United flight attendants at Newark International Airport

This further exposes AFA-CWA President Sara Nelson, a leader of the Democratic Socialists of America (DSA), who is touted by various middle class “left” organizations as a new, militant labor leader, along with such figures as Teamsters President Sean O’Brien who is currently selling out the railroad workers.

Nelson’s chief negotiator is Joe Burns, the author of the recent book Class Struggle Unionism. In it, he declares, “Our key task is to develop a labor movement based on militancy and violating labor law.” But this is only rhetoric aimed at duping workers. In the end, Nelson, Burns & Co. bow before the RLA and are opposed to any struggle against the Biden administration, the Democratic Party and the capitalist system they defend.  

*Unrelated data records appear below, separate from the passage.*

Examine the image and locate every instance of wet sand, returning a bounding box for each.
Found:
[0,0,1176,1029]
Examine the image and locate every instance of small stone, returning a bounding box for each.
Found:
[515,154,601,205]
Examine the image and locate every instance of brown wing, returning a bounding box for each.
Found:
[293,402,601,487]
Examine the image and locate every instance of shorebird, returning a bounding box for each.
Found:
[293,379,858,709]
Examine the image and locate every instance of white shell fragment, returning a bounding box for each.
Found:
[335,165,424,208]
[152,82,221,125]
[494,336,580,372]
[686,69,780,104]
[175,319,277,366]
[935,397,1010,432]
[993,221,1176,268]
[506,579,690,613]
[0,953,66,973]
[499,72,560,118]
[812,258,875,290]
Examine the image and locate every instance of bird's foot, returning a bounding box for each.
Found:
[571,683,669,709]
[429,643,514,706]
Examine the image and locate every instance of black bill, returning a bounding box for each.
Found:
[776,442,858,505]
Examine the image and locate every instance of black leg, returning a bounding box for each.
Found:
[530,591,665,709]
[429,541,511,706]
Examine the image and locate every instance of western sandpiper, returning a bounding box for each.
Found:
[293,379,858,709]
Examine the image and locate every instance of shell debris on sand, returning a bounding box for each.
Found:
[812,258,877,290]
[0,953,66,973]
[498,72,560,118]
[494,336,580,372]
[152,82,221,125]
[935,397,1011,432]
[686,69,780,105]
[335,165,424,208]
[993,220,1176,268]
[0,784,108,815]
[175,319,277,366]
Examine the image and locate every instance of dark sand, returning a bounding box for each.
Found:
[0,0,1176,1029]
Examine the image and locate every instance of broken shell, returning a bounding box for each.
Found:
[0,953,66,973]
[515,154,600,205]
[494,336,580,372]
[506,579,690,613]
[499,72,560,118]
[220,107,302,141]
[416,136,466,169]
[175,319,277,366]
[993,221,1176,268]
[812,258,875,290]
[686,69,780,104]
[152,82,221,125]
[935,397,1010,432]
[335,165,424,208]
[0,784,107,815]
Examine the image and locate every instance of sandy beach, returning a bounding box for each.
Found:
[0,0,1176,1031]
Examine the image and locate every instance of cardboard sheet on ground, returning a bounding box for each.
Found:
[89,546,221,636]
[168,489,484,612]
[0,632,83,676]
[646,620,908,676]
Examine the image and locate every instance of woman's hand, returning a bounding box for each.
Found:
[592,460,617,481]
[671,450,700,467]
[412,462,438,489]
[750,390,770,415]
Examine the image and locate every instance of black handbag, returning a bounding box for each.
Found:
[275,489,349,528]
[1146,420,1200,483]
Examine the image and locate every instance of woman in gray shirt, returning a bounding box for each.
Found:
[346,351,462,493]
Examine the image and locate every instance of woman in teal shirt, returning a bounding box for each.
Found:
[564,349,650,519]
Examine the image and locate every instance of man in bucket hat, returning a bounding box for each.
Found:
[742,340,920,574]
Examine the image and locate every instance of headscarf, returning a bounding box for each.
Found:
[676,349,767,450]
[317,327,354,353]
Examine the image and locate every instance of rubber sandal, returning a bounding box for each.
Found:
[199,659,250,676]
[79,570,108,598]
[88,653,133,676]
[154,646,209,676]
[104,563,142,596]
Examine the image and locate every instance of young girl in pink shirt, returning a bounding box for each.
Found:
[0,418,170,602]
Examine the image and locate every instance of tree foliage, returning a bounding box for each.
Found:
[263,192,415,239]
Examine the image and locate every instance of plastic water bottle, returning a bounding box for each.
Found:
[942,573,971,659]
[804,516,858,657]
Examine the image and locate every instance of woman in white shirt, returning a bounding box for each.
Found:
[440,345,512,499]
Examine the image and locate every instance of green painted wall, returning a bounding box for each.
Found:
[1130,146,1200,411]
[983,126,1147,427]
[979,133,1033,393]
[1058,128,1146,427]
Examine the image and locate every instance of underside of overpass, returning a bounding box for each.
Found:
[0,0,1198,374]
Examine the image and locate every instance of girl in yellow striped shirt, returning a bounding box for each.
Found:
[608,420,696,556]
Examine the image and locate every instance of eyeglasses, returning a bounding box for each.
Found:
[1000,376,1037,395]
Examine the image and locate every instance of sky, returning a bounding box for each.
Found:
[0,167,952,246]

This underscores the need for airline workers to join the growing network of rank-and-file committees built by railroad workers, teachers, nurses, autoworkers and others to fight for the demands workers need, not what the corporations and the union bureaucrats say is affordable. A critical component of this fight is linking up airline workers in the US with their class brothers and sisters throughout the global airline industry. 

On Tuesday, strikes by Aerolíneas Argentinas workers over wages and conditions cancelled of dozens of flights at airports in the capital of Buenos Aires. In Italy, cabin crew from budget airlines Ryanair and Vueling are set to strike across the country on October 1 to demand higher pay, better working conditions and the restoration of the jobs of 17 Vueling flight attendants based in Rome.

In mid-September, a strike by French air traffic controllers over the lack of a pay increase and understaffing caused hundreds of cancellations. Controllers were set to begin a three-day strike Wednesday, but the unions reached a deal with civil aviation authorities.